Why not examine Eugene's brain for evidence of schizophrenia? Because there is no such definitive biological test—no way to conclusively confirm or disconfirm Novella's "psychotic disorder" hypothesis, unless psychotic is just a name for the mental state of a person who strips naked, swings from a light post, scatters Bible pages, and eats a homeless man's face. Loony or crazy would do just as well, and neither counts as a scientific explanation.

"The cause of the Causeway Killer's…behavior may never be known," Novella concludes, "but I think I covered all the plausible possibilities above. Of course there are an unlimited number of implausible possibilities—alien mind control, an unknown zombie virus, demonic possession, evil fairies, vampirism, etc." (He does not mention the possibility of a voodoo curse.) Novella, of course, considers these explanations ridiculously unscientific because they are unfalsifiable. But so are Novella's proposed explanations: an unknown drug that by definition cannot be detected or an unverifiable mental disorder that cannot be traced to a brain abnormality observable in an autopsy. 

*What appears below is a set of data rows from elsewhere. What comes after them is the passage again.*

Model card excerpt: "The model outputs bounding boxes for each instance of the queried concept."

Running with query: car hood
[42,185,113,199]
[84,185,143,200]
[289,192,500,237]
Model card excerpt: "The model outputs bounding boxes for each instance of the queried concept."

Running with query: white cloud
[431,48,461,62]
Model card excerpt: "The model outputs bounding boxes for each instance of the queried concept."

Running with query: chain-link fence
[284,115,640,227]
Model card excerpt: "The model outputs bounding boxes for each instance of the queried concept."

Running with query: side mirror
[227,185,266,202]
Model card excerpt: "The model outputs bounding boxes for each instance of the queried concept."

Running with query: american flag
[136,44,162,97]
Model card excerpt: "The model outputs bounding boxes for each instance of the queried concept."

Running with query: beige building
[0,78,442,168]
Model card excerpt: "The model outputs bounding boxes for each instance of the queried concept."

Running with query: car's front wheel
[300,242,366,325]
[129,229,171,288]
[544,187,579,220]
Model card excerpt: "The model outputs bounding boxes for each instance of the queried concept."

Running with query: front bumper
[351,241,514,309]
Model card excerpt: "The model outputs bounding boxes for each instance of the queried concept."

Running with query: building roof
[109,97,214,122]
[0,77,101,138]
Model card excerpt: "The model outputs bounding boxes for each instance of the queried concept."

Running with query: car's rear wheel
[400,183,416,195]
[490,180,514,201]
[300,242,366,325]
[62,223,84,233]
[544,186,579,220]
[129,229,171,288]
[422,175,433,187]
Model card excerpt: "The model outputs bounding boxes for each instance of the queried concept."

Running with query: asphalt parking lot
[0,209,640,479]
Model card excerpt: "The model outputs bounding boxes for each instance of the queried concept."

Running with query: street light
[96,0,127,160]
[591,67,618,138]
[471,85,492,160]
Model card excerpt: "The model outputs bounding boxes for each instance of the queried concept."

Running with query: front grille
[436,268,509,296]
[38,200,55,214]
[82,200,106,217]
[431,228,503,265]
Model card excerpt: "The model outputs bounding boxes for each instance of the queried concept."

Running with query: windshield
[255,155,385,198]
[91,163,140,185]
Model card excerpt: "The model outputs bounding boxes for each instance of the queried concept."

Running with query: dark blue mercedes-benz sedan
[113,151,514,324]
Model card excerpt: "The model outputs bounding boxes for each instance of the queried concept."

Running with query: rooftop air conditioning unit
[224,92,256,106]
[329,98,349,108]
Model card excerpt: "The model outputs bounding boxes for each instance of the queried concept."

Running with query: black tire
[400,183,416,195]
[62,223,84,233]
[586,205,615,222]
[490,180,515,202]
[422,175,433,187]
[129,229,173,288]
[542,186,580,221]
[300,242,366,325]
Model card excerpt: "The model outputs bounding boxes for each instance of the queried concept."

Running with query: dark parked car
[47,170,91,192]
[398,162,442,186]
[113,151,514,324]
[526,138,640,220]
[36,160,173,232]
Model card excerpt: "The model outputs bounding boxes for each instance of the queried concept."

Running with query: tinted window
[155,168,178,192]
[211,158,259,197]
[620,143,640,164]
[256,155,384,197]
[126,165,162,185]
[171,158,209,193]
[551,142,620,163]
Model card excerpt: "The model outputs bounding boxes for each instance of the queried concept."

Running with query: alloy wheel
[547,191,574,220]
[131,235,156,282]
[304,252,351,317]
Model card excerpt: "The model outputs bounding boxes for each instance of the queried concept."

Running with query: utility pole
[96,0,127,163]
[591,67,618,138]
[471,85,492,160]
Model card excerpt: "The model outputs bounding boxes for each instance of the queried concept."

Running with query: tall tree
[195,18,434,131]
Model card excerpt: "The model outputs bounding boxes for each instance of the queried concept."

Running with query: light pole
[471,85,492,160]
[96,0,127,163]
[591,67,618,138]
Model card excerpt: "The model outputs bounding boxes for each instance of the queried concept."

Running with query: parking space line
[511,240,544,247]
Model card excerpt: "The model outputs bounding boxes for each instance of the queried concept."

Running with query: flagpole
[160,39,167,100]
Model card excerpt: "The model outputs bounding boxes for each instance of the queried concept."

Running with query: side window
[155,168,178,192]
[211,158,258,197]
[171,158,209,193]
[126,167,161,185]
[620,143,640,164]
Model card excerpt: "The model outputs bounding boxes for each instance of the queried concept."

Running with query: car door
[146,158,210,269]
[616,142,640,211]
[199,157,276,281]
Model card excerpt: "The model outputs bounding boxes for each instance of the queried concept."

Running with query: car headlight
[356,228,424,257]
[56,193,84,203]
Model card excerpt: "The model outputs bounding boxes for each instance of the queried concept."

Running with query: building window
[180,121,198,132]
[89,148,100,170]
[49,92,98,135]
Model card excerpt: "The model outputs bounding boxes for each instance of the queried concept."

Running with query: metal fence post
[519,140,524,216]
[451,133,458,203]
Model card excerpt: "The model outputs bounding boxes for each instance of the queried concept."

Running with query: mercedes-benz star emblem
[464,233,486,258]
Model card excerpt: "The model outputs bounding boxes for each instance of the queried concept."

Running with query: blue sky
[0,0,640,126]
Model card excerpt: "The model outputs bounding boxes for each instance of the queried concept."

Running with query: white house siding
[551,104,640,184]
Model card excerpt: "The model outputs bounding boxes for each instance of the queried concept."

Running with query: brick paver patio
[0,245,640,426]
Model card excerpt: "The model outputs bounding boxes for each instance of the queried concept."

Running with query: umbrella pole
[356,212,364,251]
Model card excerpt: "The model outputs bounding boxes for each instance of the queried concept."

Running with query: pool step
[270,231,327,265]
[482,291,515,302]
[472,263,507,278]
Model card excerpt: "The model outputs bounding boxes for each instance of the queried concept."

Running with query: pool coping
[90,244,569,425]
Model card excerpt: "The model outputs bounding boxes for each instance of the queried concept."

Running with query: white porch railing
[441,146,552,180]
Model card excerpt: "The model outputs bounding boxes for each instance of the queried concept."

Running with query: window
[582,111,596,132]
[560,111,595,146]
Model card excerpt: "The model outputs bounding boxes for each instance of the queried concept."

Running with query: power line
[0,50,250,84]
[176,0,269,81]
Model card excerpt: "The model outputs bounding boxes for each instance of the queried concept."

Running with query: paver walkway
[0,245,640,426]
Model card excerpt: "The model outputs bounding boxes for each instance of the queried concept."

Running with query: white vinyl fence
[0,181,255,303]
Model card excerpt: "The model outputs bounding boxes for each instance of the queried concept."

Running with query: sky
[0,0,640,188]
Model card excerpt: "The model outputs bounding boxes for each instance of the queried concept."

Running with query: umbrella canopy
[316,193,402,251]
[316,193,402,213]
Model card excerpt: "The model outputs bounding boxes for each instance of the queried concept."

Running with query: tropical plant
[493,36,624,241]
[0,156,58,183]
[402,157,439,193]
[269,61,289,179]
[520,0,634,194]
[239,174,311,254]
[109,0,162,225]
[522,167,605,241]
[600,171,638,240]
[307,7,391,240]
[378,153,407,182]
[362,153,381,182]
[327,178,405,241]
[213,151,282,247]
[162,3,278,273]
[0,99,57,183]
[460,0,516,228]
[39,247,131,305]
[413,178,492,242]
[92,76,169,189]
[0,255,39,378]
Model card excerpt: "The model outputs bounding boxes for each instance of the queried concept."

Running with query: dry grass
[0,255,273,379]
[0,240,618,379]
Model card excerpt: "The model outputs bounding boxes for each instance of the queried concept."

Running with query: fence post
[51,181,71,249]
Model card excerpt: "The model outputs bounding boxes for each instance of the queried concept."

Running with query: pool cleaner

It is not quite true, by the way, that Eugene had "no history of violence." He was arrested for battery at age 16, and in 2004 police were called to his mother's house because he was wrecking the place, shoving her, and threatening to kill her. They used a Taser to subdue him after he refused to leave. This altercation surely is easier to comprehend than Eugene's grisly, unprovoked attack on Poppo, but a history of violence is, not surprisingly, a good predictor of future violence. That does not mean it is a good explanation, since we don't exactly know what makes some people more violent than others to begin with. We surely don't have a satisfying explanation for the sort of violence that generates international news coverage precisely because it is so bizarre.